Twenty-four hours later Keith Coles was effectively dead.
Since Henry, since escaping Arizona with my hide and little
else, my personal life, for all the reasons I am here to tell,
has been static, at best. I live in a rented two-bedroom house
in the town where I grew up, within walking distance of my
parents. My mother cooks me dinner more often than I cook
my own, though hospital cafeterias and roadhouse diners
outnumber the two combined.
If I have a unique talent it is driving. Driving for distance.

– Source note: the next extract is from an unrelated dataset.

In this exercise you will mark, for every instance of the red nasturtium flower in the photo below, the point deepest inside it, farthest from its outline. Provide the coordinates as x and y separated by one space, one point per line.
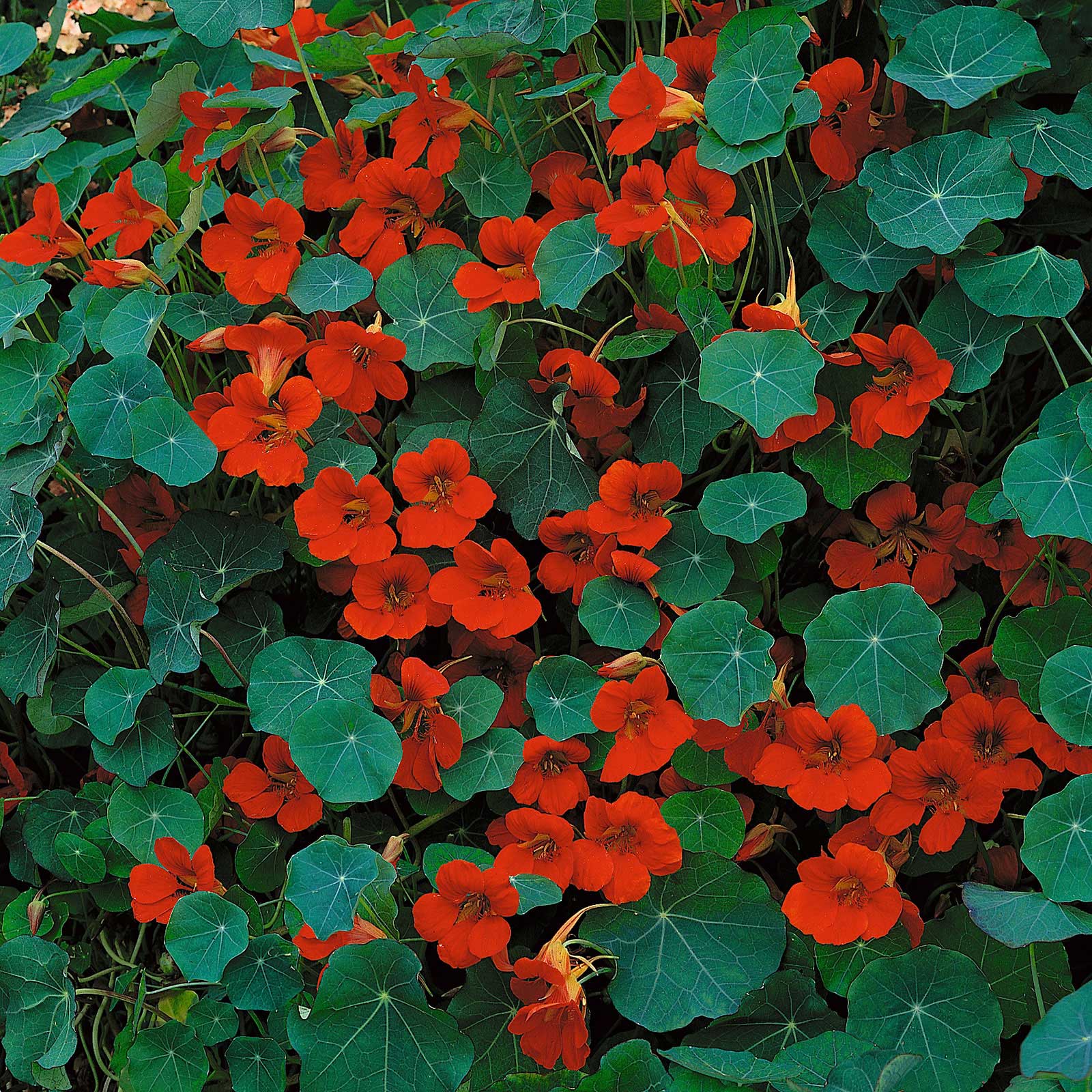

During the extended dependency of college, medical school,
internship, and residency, one is always short on money.
Early in college I learned from a fellow Nebraska-to-Boston
vagabond how to compensate with youthful exuberance. He
and I would drive nonstop tag-team from Cambridge to Lincoln—his home—and back again, all to spend a few break
days with family.
When he was in Europe one quarter I did the trek alone,
grabbing a few hours sleep in the cramped backseat of my
car. It became my routine mode of travel. Sure, I’m a little
bleary-eyed and zombielike when I arrive, having spent fifteen to thirty hours at seventy-plus miles per hour, but being
able and willing to put my head down and get someplace far
away has proven a useful skill, especially since returning
West, where the deserts are vast between the oases.